Patients were more fatigued than HCs at baseline (p = 0.001) and follow-up (p = 0.002) and fatigue in patients was stable over time (p = 0.213). Patients had significantly higher baseline global dFC than HCs, but no difference in basal ganglia-DMN dFC. In the regression model for baseline fatigue in patients, basal ganglia-DMN dFC-cv (standardized β = -0.353) explained 12.5% additional variance on top of EDSS (p = 0.032). Post-hoc analysis revealed higher basal ganglia-DMN dFC-cv in non-fatigued patients compared to healthy controls (p = 0.013), whereas fatigued patients and healthy controls showed similar basal ganglia-DMN dFC.
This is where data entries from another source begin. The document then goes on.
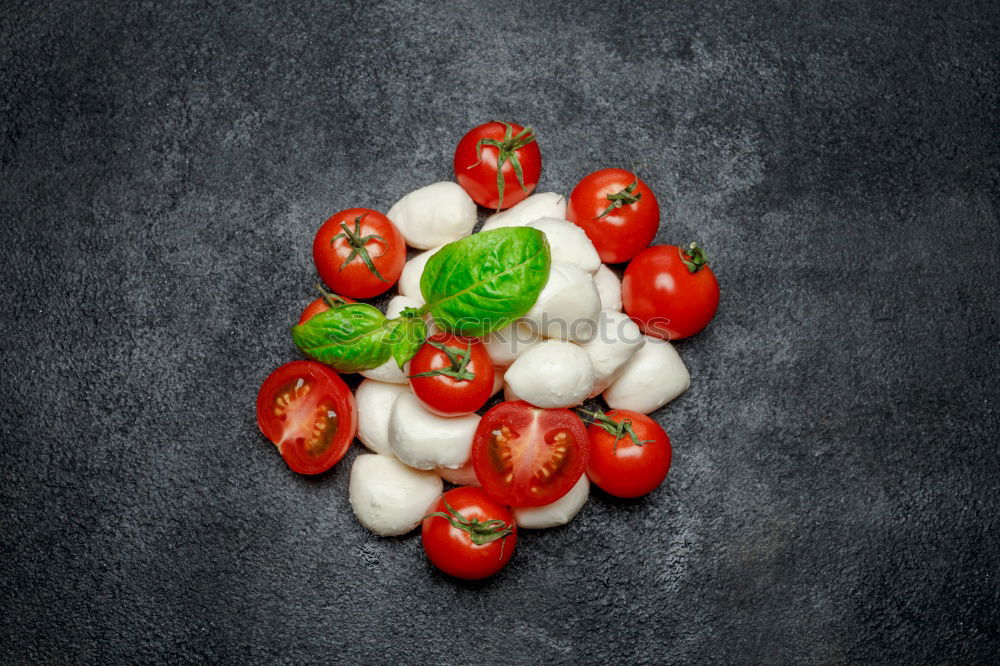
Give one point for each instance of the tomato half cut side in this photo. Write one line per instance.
(309, 413)
(527, 456)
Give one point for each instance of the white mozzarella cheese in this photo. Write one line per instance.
(618, 339)
(425, 440)
(539, 205)
(568, 306)
(609, 288)
(511, 341)
(434, 215)
(553, 373)
(568, 243)
(559, 512)
(654, 376)
(409, 279)
(375, 400)
(388, 497)
(463, 476)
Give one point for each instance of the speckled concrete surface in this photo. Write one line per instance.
(834, 494)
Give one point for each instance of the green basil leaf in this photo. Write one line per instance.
(408, 334)
(483, 282)
(348, 338)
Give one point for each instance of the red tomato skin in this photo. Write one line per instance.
(317, 306)
(625, 231)
(445, 395)
(480, 181)
(452, 551)
(664, 298)
(355, 279)
(327, 384)
(630, 470)
(520, 418)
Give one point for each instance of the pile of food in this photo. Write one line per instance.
(527, 306)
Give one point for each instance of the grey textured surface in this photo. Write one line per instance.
(834, 494)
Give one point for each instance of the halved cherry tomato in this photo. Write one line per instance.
(498, 164)
(322, 304)
(308, 412)
(526, 456)
(618, 212)
(469, 535)
(359, 252)
(452, 375)
(670, 292)
(629, 453)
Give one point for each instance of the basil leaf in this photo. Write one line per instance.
(348, 338)
(483, 282)
(408, 334)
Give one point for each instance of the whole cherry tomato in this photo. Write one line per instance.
(618, 212)
(670, 292)
(629, 453)
(452, 375)
(469, 535)
(498, 164)
(359, 252)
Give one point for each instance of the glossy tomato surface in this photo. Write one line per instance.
(663, 295)
(452, 375)
(528, 456)
(308, 412)
(618, 212)
(452, 549)
(321, 304)
(476, 169)
(623, 467)
(359, 253)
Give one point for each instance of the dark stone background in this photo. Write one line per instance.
(834, 495)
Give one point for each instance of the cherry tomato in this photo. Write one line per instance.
(322, 304)
(498, 164)
(359, 252)
(526, 456)
(618, 212)
(670, 292)
(629, 453)
(452, 375)
(469, 535)
(307, 411)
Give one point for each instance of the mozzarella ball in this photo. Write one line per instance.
(425, 440)
(388, 497)
(463, 476)
(553, 373)
(390, 371)
(375, 400)
(539, 205)
(409, 279)
(568, 306)
(653, 377)
(618, 339)
(434, 215)
(568, 242)
(559, 512)
(508, 393)
(511, 341)
(609, 288)
(497, 380)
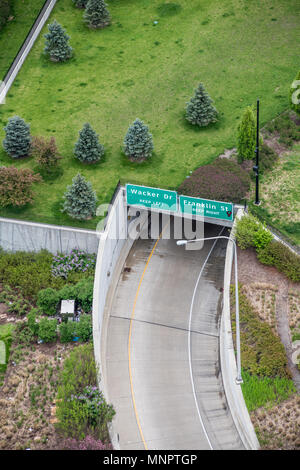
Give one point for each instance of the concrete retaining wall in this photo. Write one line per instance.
(233, 391)
(16, 235)
(25, 49)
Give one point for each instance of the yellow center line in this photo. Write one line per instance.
(129, 339)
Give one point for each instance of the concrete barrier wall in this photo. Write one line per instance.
(16, 235)
(233, 391)
(25, 49)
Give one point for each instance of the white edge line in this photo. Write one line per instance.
(189, 339)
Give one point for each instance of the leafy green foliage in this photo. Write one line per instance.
(138, 143)
(88, 148)
(200, 110)
(47, 330)
(48, 300)
(246, 140)
(96, 14)
(80, 199)
(265, 391)
(251, 232)
(81, 408)
(262, 352)
(67, 331)
(56, 45)
(278, 255)
(17, 139)
(295, 94)
(46, 153)
(222, 180)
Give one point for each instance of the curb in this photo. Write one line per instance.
(233, 391)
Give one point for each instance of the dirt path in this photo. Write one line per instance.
(250, 273)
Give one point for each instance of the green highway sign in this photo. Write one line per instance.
(153, 198)
(206, 208)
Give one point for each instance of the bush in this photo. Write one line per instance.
(295, 94)
(251, 232)
(16, 186)
(56, 45)
(96, 14)
(67, 331)
(45, 153)
(48, 300)
(200, 110)
(267, 158)
(79, 199)
(47, 330)
(278, 255)
(246, 141)
(31, 272)
(17, 140)
(85, 289)
(81, 408)
(222, 180)
(138, 143)
(88, 148)
(88, 443)
(77, 261)
(31, 321)
(84, 328)
(262, 353)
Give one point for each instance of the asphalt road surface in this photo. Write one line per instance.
(162, 366)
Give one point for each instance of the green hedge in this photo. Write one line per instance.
(5, 11)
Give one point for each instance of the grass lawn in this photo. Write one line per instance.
(133, 68)
(15, 31)
(280, 195)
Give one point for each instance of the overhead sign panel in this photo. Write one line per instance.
(206, 208)
(152, 198)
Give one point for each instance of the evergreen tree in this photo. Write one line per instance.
(295, 94)
(80, 199)
(200, 110)
(96, 14)
(138, 141)
(56, 44)
(87, 148)
(246, 136)
(18, 140)
(80, 3)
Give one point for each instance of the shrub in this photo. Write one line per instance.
(76, 261)
(45, 152)
(138, 143)
(16, 186)
(81, 408)
(88, 443)
(31, 321)
(47, 330)
(84, 328)
(80, 199)
(262, 352)
(246, 141)
(67, 331)
(87, 148)
(47, 300)
(85, 290)
(295, 94)
(56, 45)
(17, 140)
(80, 3)
(251, 232)
(267, 158)
(200, 110)
(278, 255)
(222, 180)
(96, 14)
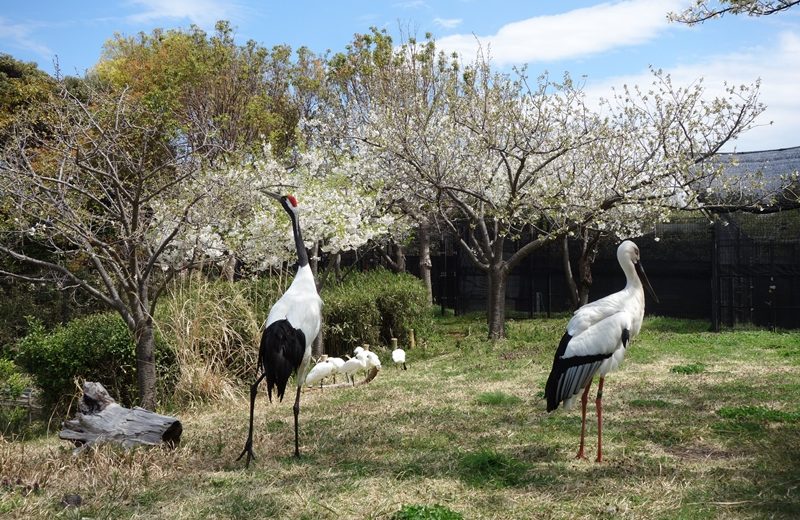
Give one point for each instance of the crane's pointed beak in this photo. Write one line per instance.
(645, 281)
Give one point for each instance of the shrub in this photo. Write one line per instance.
(13, 384)
(97, 348)
(373, 307)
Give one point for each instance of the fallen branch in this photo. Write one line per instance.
(100, 420)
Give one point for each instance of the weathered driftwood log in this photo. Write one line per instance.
(100, 419)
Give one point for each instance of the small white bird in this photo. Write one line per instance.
(399, 357)
(371, 360)
(337, 364)
(595, 342)
(320, 371)
(352, 366)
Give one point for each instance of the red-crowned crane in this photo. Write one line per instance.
(595, 342)
(292, 324)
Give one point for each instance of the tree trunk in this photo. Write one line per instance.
(317, 348)
(399, 258)
(498, 277)
(425, 259)
(145, 362)
(588, 255)
(100, 419)
(585, 276)
(572, 287)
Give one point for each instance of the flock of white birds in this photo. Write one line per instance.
(363, 360)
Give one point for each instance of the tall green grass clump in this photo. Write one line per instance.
(373, 307)
(214, 327)
(98, 348)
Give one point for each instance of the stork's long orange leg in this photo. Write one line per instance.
(584, 400)
(599, 405)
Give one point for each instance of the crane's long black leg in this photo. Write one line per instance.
(248, 445)
(296, 428)
(599, 406)
(584, 400)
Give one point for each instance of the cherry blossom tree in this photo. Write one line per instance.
(703, 10)
(507, 157)
(87, 191)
Less dynamic connectivity between the basal ganglia and the cortex is associated with greater fatigue in MS patients, independent of disability status. Within patients, lower dynamics of these connections could relate to lower efficiency and increased fatigue. Increased dynamics in non-fatigued patients compared to healthy controls might represent a network organization that protects against fatigue or signal early network dysfunction.
超过 80%的多发性硬化症 (MS) 患者会出现疲劳症状。MS 相关的疲劳仅部分由结构(病变和萎缩)和功能(大脑激活和常规静息态功能连接)大脑特性解释。
研究 MS 患者动态功能连接 (dFC) 与疲劳之间的关系,并将其与常用的临床和 MRI 参数进行比较。
在 35 例复发缓解型 MS 患者(年龄:42.83 岁,女性/男性:20/15,疾病持续时间:11 年)和 19 名健康对照者(HCs)(年龄:41.38 岁,女性/男性:11/8)中,在基线和 6 个月随访时使用 CIS-20r 问卷测量疲劳。所有受试者均在基线时进行结构和静息态功能 MRI 检查。计算全局静息态功能连接 (sFC) 和动态功能连接 (dFC)。通过在窗口之间计算总和差异 (diff) 和变异系数 (cv) 来评估 dFC。此外,还估计了与 MS 患者疲劳相关的区域之间的区域连接(即基底神经节和默认模式网络 (DMN) 的区域:内侧前额叶、后扣带和楔前叶皮质)。采用逐步选择法进行分层回归分析,以确定基线时疲劳的最重要相关因素。由于研究的探索性质,结果未经过多次检验校正。
患者在基线时比 HCs 更疲劳(p=0.001),在随访时更疲劳(p=0.002),且患者的疲劳随时间稳定(p=0.213)。与 HCs 相比,患者的基线全局 dFC 显著更高,但基底神经节-DMN dFC 没有差异。在患者基线疲劳的回归模型中,基底神经节-DMN dFC-cv(标准化β= -0.353)在 EDSS 之外解释了 12.5%的额外方差(p=0.032)。事后分析显示,与健康对照组相比,非疲劳患者的基底神经节-DMN dFC-cv 更高(p=0.013),而疲劳患者和健康对照组的基底神经节-DMN dFC 相似。
基底神经节与皮质之间的连接动态性降低与 MS 患者的疲劳程度增加有关,与残疾状况无关。在患者中,这些连接的动态性降低可能与效率降低和疲劳增加有关。与健康对照组相比,非疲劳患者的连接动态性增加可能代表一种网络组织,可预防疲劳或提示早期网络功能障碍。